Dans ce courrier, signé par Carole Delga et Renaud Muselier (présidente et président délégué de RdF), le ton comme les intentions diffèrent sensiblement de ceux de l’AMF. Si les régions partagent avec l’AMF l’ambition de voir renforcés la « subsidiarité »  et la « confiance dans les territoires » , elles souhaitent discuter directement des transferts de compétence, se préparant à des « propositions précises »  sur ce sujet – mais sans poser de préalables sur les « grands principes »  portés par l’AMF. 

Si Régions de France demande une « clarification des compétences » , c’est avant tout pour « mettre fin aux doublons coûteux » , en étudiant la possibilité de « supprimer des agences et instances d’État ». Logiquement, Régions de France demande au Premier ministre de confirmer que le pilotage des fonds européens restera à la main des régions, ce qui semble clairement remis en question dans la préparation du budget européen pour 2028-2034 (lire Maire info du 18 juillet).

Les régions demandent par ailleurs « un renforcement des possibilités d’expérimentations et de différenciations » 

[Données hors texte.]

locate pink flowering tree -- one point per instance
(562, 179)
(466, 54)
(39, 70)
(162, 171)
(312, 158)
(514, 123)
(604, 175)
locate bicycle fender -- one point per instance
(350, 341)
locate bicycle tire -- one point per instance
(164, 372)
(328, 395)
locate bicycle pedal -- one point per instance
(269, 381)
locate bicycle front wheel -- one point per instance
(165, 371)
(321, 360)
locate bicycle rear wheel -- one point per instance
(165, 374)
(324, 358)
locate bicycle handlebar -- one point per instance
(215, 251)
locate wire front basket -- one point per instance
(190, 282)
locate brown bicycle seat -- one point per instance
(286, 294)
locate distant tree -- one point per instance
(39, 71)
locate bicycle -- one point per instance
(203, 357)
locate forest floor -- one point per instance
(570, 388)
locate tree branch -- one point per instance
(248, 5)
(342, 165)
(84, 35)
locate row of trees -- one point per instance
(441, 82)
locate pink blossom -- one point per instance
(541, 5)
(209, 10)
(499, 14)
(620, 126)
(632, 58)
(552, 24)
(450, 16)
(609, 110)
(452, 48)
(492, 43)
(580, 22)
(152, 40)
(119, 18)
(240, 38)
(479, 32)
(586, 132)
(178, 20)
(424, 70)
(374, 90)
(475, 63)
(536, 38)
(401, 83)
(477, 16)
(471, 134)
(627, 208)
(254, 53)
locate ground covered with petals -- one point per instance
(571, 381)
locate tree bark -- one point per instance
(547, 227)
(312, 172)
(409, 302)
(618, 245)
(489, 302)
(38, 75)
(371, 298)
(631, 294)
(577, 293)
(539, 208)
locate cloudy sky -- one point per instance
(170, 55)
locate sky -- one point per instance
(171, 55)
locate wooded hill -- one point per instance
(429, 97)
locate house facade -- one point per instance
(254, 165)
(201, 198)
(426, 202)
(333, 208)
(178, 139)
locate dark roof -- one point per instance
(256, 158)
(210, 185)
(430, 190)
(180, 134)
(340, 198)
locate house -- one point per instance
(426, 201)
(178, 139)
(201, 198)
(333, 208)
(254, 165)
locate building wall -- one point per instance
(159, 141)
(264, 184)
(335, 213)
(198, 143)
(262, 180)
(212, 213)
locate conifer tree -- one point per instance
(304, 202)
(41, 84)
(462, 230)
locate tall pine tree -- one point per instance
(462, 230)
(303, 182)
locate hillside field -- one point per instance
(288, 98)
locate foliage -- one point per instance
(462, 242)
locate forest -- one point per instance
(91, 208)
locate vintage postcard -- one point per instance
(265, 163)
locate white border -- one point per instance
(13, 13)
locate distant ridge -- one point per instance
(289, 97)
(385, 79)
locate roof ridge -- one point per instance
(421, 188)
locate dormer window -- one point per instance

Mais c’est sans doute sur le terrain des finances que les positions de l’AMF et de Régions de France diffèrent le plus. Quand l’AMF demande l’arrêt immédiat de toutes les « ponctions » , Régions de France, en revanche, se dit ouverte à un « effort », « dans un esprit de responsabilité ». Parlant, de façon surprenante, au nom de toutes les strates, RdF estime qu’un effort de « 2 milliards d’euros »  serait « supportable pour les collectivités territoriales » . Un quitus donné, d’avance, à une nouvelle ponction qui ne sera sans doute du goût ni des communes, ni des départements.